La population de l'île Maurice est le résultat de plusieurs vagues
d'immigrations : d'abord les colons français, puis britanniques, ensuite
les esclaves venus d'Afrique, puis les Chinois et les Indiens venus
d'Inde pour travailler dans les champs de canne à sucre.
Les Indos-Mauriciens sont les plus nombreux : plus de 68 % de la
population dont 52 % d'hindous et 16 % de musulmans. Ils ont activement
participé à un processus d'indianisation du pays, s'emparant du pouvoir
politique aux dépens du groupe traditionnellement dominant formé par les
Mauriciens blancs.
Les Sinos-Mauriciens (moins de 3 % de la population) sont surtout
actifs dans le commerce.
Le reste de la population est composé de Créoles (27 %), descendant
d'esclaves et à majorité catholiques, et de Franco-Mauriciens (blancs de
Maurice) représentant 2 % de la population qui représentent l'ancienne
aristocratie.
Il y a 1 268 835 habitants à l'île Maurice (au 1er juillet 2008).
L'île Maurice a autrefois abrité un animal aujourd'hui disparu : le
dodo ou dronte (Raphus cucullatus). Le dodo
était un oiseau coureur de la famille des raphidés,
apparenté aux pigeons, qui n'a pu vivre qu'à l'île Maurice. Il a
été découvert en 1598 par les marins hollandais à la recherche d'épices.

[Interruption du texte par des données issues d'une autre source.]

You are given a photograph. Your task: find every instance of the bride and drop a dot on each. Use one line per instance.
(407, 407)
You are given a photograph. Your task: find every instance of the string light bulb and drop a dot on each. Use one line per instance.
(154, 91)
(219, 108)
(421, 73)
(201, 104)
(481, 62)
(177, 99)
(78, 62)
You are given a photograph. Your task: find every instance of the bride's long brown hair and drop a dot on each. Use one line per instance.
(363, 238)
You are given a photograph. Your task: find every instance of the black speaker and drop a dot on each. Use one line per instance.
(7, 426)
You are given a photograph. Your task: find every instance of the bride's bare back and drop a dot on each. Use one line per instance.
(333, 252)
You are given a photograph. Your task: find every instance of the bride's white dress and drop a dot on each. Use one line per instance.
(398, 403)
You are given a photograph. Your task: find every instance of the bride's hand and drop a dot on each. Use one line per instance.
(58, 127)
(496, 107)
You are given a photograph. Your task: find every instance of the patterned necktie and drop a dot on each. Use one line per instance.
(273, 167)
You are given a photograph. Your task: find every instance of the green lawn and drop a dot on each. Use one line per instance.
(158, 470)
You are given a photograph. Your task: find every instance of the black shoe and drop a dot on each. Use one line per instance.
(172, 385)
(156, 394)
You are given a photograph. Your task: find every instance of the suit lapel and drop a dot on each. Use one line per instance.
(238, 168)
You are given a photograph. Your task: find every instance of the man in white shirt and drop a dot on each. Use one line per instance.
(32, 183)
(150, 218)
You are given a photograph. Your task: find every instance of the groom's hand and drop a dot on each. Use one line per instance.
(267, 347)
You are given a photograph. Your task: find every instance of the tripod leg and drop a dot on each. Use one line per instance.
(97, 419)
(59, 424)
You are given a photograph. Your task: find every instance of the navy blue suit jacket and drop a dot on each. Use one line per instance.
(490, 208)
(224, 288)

Marchant mal et incapable de voler, ce gros oiseau fut le gibier le
plus facile à chasser et fut vite anéanti. Une autre explication de
l'extermination des dodos fut l'introduction sur l'île des rats arrivés sur
les bateaux hollandais, qui mangèrent les œufs des dodos. La fréquence
de ponte de l'oiseau étant faible, le dodo ne résista pas longtemps.
Le dodo a inspiré Lewis
Carroll pour les aventures d'Alice au pays
des merveilles. En 1990[1],
Andrew Kitchener, biologiste au Royal Museum of
Scotland, a créé deux reproductions grandeur nature du dodo.